Use the new scx_bpf_dsq_peek in scx_chaos to optimise for the fast path. This avoids locking the DSQs and should be beneficial in the common case where the DSQ is empty/nothing in the DSQ is ready.

Add a few stats for tracking how successful peek is. This works really well on my local machine for skipping the hot path.

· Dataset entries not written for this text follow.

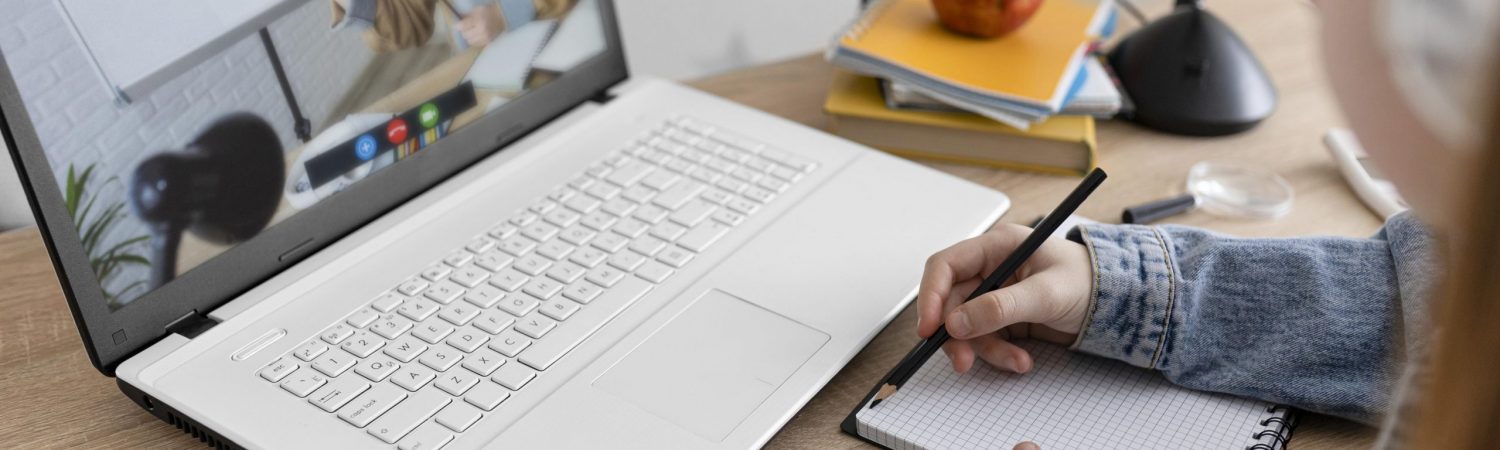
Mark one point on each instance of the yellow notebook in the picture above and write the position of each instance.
(1032, 66)
(1062, 144)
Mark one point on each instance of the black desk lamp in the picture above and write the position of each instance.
(224, 188)
(1190, 74)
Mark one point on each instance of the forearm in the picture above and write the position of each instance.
(1313, 323)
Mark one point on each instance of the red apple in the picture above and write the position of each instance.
(984, 18)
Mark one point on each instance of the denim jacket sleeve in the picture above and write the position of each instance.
(1317, 323)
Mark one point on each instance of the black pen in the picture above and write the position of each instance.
(918, 356)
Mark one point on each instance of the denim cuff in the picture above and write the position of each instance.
(1134, 284)
(359, 15)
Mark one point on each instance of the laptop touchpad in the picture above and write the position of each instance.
(708, 368)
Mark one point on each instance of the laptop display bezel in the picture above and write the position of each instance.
(111, 336)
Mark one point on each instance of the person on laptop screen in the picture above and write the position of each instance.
(1328, 324)
(267, 99)
(398, 24)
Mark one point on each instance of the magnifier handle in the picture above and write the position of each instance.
(1157, 210)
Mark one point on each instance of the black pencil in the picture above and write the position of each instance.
(918, 356)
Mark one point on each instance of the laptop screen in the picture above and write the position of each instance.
(182, 129)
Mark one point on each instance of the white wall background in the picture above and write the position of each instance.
(678, 39)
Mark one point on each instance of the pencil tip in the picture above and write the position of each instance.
(887, 390)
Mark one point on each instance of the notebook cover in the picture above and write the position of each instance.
(1028, 65)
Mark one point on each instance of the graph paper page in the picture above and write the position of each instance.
(1068, 401)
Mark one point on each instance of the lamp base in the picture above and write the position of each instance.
(1188, 74)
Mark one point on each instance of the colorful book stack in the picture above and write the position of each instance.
(1022, 101)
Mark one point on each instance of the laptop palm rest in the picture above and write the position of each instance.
(713, 365)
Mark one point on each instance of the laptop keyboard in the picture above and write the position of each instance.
(441, 350)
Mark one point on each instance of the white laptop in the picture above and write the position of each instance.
(290, 240)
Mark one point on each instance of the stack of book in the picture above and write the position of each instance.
(1025, 101)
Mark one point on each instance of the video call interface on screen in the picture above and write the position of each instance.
(263, 108)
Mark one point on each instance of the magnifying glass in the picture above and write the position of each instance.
(1226, 189)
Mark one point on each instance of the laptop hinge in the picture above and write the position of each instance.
(191, 324)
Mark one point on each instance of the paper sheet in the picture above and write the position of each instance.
(1068, 401)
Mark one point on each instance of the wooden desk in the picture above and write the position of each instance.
(54, 398)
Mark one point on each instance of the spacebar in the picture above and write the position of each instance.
(582, 324)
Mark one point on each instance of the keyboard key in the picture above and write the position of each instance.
(566, 272)
(654, 272)
(548, 351)
(533, 264)
(588, 257)
(279, 369)
(630, 228)
(387, 302)
(555, 249)
(413, 377)
(303, 381)
(581, 291)
(309, 350)
(390, 326)
(509, 344)
(492, 321)
(516, 245)
(485, 296)
(459, 258)
(416, 309)
(509, 279)
(678, 195)
(668, 231)
(411, 287)
(336, 393)
(627, 261)
(483, 362)
(695, 212)
(333, 363)
(611, 242)
(362, 318)
(458, 314)
(647, 245)
(518, 303)
(437, 272)
(543, 288)
(486, 396)
(536, 326)
(363, 344)
(675, 257)
(468, 276)
(704, 236)
(407, 416)
(468, 339)
(456, 383)
(440, 359)
(336, 333)
(603, 276)
(432, 332)
(371, 404)
(405, 348)
(377, 368)
(459, 416)
(426, 437)
(513, 377)
(578, 234)
(444, 291)
(479, 245)
(494, 260)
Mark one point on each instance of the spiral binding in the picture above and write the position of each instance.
(1278, 434)
(872, 12)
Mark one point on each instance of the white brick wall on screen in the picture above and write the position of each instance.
(78, 120)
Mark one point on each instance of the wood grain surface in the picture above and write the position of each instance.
(54, 398)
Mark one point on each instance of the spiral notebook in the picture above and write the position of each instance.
(1068, 401)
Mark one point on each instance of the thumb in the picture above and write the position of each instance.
(1023, 302)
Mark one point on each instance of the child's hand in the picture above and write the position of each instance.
(1046, 299)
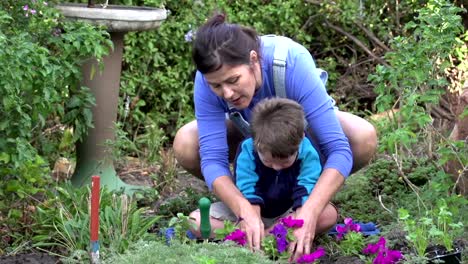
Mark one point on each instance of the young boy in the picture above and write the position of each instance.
(277, 167)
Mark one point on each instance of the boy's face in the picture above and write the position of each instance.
(276, 163)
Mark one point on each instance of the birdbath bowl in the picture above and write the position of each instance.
(94, 155)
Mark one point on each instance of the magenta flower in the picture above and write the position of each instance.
(349, 226)
(281, 234)
(375, 248)
(384, 254)
(237, 236)
(289, 222)
(310, 258)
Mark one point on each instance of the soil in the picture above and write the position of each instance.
(134, 172)
(29, 258)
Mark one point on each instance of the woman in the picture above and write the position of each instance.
(235, 71)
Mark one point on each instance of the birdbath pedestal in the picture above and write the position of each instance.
(94, 155)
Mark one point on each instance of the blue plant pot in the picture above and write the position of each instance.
(440, 255)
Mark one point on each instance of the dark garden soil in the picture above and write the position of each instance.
(29, 258)
(137, 173)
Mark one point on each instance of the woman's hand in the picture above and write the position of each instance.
(251, 223)
(304, 235)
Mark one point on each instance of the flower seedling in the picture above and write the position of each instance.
(312, 257)
(350, 239)
(437, 228)
(181, 224)
(383, 255)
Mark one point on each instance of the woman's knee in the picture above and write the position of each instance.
(185, 144)
(362, 137)
(327, 219)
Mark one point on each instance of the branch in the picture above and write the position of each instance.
(371, 35)
(358, 42)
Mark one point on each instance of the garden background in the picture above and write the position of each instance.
(400, 64)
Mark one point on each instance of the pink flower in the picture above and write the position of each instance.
(237, 236)
(289, 222)
(349, 226)
(281, 234)
(310, 258)
(384, 254)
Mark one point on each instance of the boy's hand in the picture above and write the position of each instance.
(304, 235)
(251, 223)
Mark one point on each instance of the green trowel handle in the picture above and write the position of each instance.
(205, 226)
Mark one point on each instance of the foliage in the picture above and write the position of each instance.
(181, 224)
(388, 183)
(204, 253)
(350, 239)
(436, 228)
(415, 80)
(62, 221)
(184, 203)
(40, 95)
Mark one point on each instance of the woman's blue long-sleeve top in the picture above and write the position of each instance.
(276, 191)
(303, 84)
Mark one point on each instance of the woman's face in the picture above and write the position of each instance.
(235, 84)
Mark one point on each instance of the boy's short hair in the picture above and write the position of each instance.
(277, 126)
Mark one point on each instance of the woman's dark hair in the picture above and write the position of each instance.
(218, 42)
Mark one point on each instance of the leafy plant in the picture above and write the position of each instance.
(415, 81)
(40, 95)
(350, 240)
(199, 253)
(437, 227)
(182, 223)
(121, 221)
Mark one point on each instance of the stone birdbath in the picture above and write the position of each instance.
(94, 155)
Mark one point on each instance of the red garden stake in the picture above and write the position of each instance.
(94, 224)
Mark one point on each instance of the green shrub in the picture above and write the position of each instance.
(205, 253)
(62, 222)
(40, 95)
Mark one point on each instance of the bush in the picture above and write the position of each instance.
(40, 95)
(205, 253)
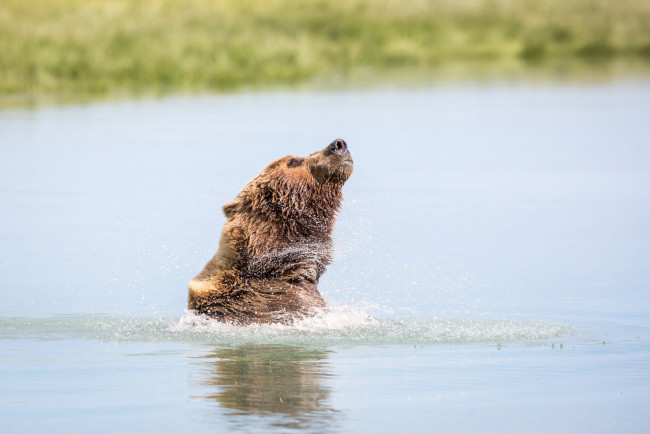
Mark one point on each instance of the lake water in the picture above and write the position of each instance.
(492, 270)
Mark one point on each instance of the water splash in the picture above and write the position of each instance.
(343, 325)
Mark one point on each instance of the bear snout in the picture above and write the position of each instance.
(338, 146)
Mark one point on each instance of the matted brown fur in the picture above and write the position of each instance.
(276, 242)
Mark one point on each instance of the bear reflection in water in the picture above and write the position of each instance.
(277, 381)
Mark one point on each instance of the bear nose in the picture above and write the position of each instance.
(339, 146)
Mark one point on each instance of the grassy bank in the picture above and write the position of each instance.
(94, 47)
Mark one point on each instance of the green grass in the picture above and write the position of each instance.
(96, 47)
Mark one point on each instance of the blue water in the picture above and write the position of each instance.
(492, 270)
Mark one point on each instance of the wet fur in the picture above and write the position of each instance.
(276, 242)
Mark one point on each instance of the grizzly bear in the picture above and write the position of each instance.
(276, 242)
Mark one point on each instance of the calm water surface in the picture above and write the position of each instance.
(492, 270)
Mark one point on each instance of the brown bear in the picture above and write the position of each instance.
(276, 242)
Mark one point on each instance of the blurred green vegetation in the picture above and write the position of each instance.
(93, 47)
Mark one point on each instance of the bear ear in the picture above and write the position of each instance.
(230, 208)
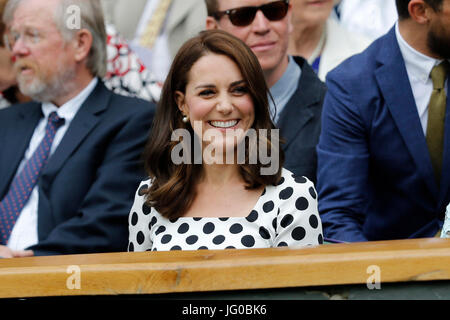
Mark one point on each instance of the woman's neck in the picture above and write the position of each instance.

This mostly avoids contention with the crawling timer thread, as the insertion in chaos_enqueue and removal in chaos_dispatch are all local to one CPU and the locking overhead would be minimal.

Test plan:

  • CI
jake@merlin:/data/users/jake/repos/scx/ > cargo build --release -p scx_chaos && sudo target/release/scx_chaos --random-delay-frequency 0.01 --random-delay-min-us 100000 --random-delay-max-us 200000 --stats 10
...
    Finished `release` profile [optimized] target(s) in 1m 01s
11:28:59 [INFO] Running scx_chaos (build ID: 1.0.20-ga6134e95-dirty x86_64-unknown-linux-gnu)
11:28:59 [INFO] Builder { traits: [RandomDelays { frequency: 0.01, min_us: 100000, max_us: 200000 }], verbose: 0, kprobe_random_delays: None, p2dq_opts: SchedulerOpts { disable_kthreads_local: false, autoslice: false, interactive_ratio: 10, deadline: false, eager_load_balance: false, freq_control: false, greedy_idle_disable: true, interactive_sticky: false, interactive_fifo: false, dispatch_pick2_disable: false, dispatch_lb_busy: 75, dispatch_lb_interactive: true, keep_running: false, atq_enabled: false, cpu_priority: false, interactive_dsq: true, wakeup_lb_busy: 0, wakeup_llc_migrations: false, select_idle_in_enqueue: false, queued_wakeup: false, idle_resume_us: None, max_dsq_pick2: false, task_slice: false, min_slice_us: 100, lb_mode: Load, sched_mode: Default, lb_slack_factor: 5, min_llc_runs_pick2: 1, saturated_percent: 5, dsq_time_slices: [], dsq_shift: 4, llc_shards: 5, min_nr_queued_pick2: 0, dumb_queues: 3, init_dsq_index: 0, virt_llc_enabled: false, topo: TopologyArgs { virt_llc: None } }, requires_ppid: None }
11:28:59 [INFO] DSQ[0] slice_ns 100000
11:28:59 [INFO] DSQ[1] slice_ns 3200000
11:28:59 [INFO] DSQ[2] slice_ns 6400000
11:28:59 [WARN] libbpf: map 'chaos': BPF map skeleton link is uninitialized

chaos traits: random_delays/cpu_freq/degradation 0/0/0
        chaos excluded/skipped 0/0
        kprobe_random_delays 0
        timer kicks: 0
peek: empty/not_ready/needs_proc 1057/0/0
chaos traits: random_delays/cpu_freq/degradation 3/0/0
        chaos excluded/skipped 0/0
        kprobe_random_delays 0
        timer kicks: 3
peek: empty/not_ready/needs_proc 107168/309/9716
chaos traits: random_delays/cpu_freq/degradation 0/0/0
        chaos excluded/skipped 0/0
        kprobe_random_delays 0
        timer kicks: 0
peek: empty/not_ready/needs_proc 91787/0/15417
^C11:29:23 [INFO] Unregister scx_chaos scheduler

Use the new `scx_bpf_dsq_peek` in scx_chaos to optimise for the fast
path. This avoids locking the DSQs and should be beneficial in the
common case where the DSQ is empty/nothing in the DSQ is ready.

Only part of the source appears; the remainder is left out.